The U.S. has transformed global markets by boosting crude-oil exports more than 30-fold over the past decade. Much of the boom hinges on Corpus Christi Bay.
In the first four months of 2023, about half of the country’s 4.1 million barrels of daily shipments abroad was loaded onto skyscraper-size tankers from this stretch of Texas coastline, destined to become fuel for overseas travelers or factories. That gusher of supply has helped blunt the increase in prices from recent production cuts by Saudi Arabia and Russia. In Europe, oil and natural gas shipped from the Gulf Coast have backstopped the continent as it weaned itself off Russian energy after the outbreak of the war on Ukraine.

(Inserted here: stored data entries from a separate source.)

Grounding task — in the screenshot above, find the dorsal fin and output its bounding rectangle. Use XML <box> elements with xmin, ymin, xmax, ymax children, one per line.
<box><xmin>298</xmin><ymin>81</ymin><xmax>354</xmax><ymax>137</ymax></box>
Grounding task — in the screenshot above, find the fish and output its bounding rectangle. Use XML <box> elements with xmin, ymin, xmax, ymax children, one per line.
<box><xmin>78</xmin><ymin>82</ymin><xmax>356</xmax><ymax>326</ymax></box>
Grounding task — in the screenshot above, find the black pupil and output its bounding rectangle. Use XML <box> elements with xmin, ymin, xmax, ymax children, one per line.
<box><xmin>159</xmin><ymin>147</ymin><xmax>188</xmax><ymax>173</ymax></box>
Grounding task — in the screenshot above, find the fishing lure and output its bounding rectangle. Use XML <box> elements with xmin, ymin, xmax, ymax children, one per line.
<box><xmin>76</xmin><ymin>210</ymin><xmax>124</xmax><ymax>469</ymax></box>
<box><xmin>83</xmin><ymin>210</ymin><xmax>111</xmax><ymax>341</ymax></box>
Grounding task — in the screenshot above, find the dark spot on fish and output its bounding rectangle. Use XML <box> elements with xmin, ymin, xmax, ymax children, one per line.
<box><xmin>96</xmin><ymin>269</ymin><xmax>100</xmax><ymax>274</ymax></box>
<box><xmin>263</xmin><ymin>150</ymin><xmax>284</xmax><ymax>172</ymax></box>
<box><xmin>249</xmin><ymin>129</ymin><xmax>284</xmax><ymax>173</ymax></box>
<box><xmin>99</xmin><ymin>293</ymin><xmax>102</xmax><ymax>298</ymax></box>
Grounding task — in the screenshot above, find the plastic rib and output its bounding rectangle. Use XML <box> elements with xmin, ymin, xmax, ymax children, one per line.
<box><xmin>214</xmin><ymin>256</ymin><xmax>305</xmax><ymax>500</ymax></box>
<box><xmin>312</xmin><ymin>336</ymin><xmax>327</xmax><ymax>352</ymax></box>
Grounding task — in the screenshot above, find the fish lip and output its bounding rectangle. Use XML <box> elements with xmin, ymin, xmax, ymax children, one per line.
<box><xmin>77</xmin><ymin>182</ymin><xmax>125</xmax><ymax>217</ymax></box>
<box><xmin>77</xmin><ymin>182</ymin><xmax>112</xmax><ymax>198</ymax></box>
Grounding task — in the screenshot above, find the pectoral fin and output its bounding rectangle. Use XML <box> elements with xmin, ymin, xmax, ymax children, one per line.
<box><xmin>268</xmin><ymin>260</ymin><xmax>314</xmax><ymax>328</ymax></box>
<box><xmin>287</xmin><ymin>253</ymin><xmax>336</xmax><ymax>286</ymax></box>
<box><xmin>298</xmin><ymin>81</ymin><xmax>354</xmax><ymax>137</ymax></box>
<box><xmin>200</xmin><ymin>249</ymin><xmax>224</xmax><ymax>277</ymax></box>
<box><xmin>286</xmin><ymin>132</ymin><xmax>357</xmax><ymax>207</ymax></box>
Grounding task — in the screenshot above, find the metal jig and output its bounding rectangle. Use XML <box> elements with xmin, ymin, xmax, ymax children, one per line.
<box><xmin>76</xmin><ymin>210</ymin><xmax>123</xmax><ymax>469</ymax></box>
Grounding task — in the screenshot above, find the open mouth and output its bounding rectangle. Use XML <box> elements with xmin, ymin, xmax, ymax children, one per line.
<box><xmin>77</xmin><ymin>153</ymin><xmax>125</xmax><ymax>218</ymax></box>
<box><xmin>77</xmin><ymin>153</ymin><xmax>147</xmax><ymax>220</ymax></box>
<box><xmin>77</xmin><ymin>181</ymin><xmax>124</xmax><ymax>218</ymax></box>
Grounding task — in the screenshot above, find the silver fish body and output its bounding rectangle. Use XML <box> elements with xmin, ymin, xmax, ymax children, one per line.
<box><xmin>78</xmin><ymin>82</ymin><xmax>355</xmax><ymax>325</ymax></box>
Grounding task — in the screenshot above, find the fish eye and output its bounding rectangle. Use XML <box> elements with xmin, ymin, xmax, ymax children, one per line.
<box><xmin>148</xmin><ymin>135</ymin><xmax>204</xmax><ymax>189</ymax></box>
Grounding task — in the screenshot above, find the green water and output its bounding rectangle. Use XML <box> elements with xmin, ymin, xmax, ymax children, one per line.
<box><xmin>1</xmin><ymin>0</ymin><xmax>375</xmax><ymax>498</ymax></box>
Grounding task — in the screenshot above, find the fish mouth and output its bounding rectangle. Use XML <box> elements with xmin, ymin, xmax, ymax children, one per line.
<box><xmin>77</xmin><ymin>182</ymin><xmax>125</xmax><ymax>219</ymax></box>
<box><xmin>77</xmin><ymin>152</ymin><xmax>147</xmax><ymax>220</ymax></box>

Corpus Christi has become the dominant U.S. hub, siphoning crude from elsewhere thanks to unique terminals that make it cheaper than competitors. Now, ballooning trade from the port has put the U.S.
on pace to pump out record oil exports this year, according to federal record-keepers. But with pipelines nearing capacity and U.S. output set to reach new heights, competition is heating up among companies and investors over how to connect the American oil patch to a fuel-hungry world.
“The market is totally focused on taking shale production from the U.S. into international markets," said Rusty Braziel, chief executive of consulting firm RBN Energy. Corpus Christi is the closest deep-draft port to the Permian Basin in West Texas and New Mexico, America’s hottest oil field.
Crude extracted from shale rock there, prized by overseas refineries for its light, sweet quality, trades at a premium to many other grades. That oil was confined stateside as the shale boom unleashed unprecedented U.S. production growth.